以前勤めていた会社の上司から「1日ひと言でも手帳に書けば、次の年に見返すと楽しくなるよ」というアドバイスを受けたのがきっかけ。次第に文字だけでは物足りなくなり、時には1時間をかける大作を書くようになった。内表紙に貼った愛猫の写真がお気に入りだ。
日記帳と違い、スケジュール管理にも役立つ手帳は移動中も持ち運べる。ランチの後や、パソコンを起動する途中などの時間を使って書けるのが魅力という。
就職や結婚などの出来事は記憶に強く残る。しかし、当たり前の日常を思い出すのは意外と難しい。「その時々の自分が何を思っていたのかを残していきたい」と語る。
書店などには4月始まりの手帳が並びだした。種類が豊富で、何を選べばよいか迷う人もいるだろう。日本能率協会マネジメントセンター(東京・港)の矢野真弓さんは「まず使い方を決めてから選びましょう」とアドバイスする。
イラストや写真をふんだんに盛り込むなら、1日分が1ページあるタイプ。簡潔に文字中心で記したいなら1週間分で1ページのタイプや、文字の書きやすいケイ線が引かれたもの。ダイエットで体重の変化を記録したいだけなら、月間カレンダーがあるだけで十分だ。
自分にあった一冊を見つけたら、なるべく長続きさせたい。「ほぼ日手帳」を企画する鶴見さくらさんは「特に何もなかった日でも、書くことができるテーマを1つ決めましょう」と話す。
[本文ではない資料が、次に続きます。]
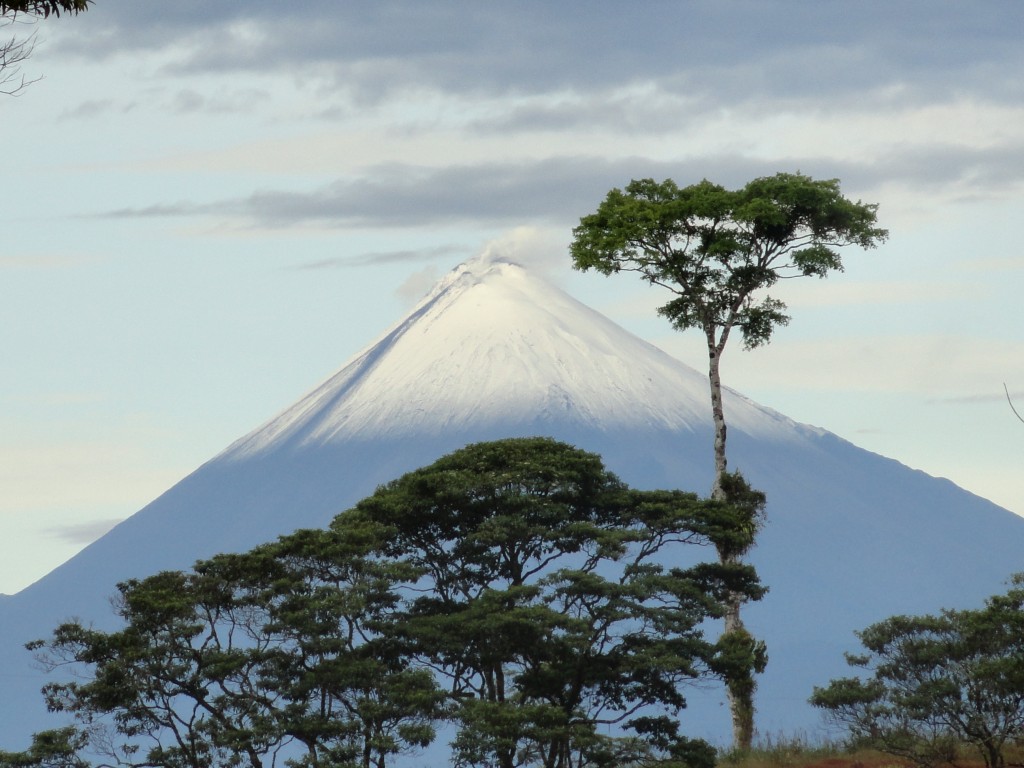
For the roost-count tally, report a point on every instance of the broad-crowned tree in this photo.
(275, 651)
(717, 252)
(936, 682)
(548, 605)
例えば朝ご飯のレシピや天気。その日の気分にあったシールを貼るだけでもよいという。
「お気に入りのペンを見つけるのも有効」(鶴見さん)という。表紙をシールやマスキングテープでデコレーションするなど、手帳を持つ楽しみを増やすことも重要だ。
毎日書こうと頑張らないことも大切。吉開さんは昔の手帳に空白が続いた部分を見て「あの頃は忙しかったな」などと思い出すことがあるという。空白であることも情報の一つと割り切ると、少し気楽になるだろう。
「今日やること」一目で
仕事の管理に勉強やダイエットの計画。手帳に書き記すことで進行度が一目で把握でき、効率的に時間を使うことができる。
映画配給会社で働く所恵美さん(34)は毎朝30分、デスクでA5サイズの手帳に向かう。今日の仕事に、昨日やり残した課題と部下の予定を書き足す。日中は片時も手帳を離さず、終わった仕事には黄色のラインマーカーでチェックを入れる。
「仕事の漏れが無くなった。今何をすべきか分かるので無駄な時間も減った」と喜ぶ。ページのレイアウトは自分で決められ、思いついたことをすぐ書き足すことができる。考えやアイデアを整理するための手段として手帳が見直されている。
勉強の進行度やダイエットによる体重変化なども書いて記せば、努力の積み重ねを実感しやすい。
日本能率協会マネジメントセンターが2014年のスケジュール管理に何を使うか尋ねたところ、手帳などのアナログ手段とスマホなどのデジタル手段を併用する人は56.6%と前年に比べ21.8%増えた。手書きの魅力が見直されている。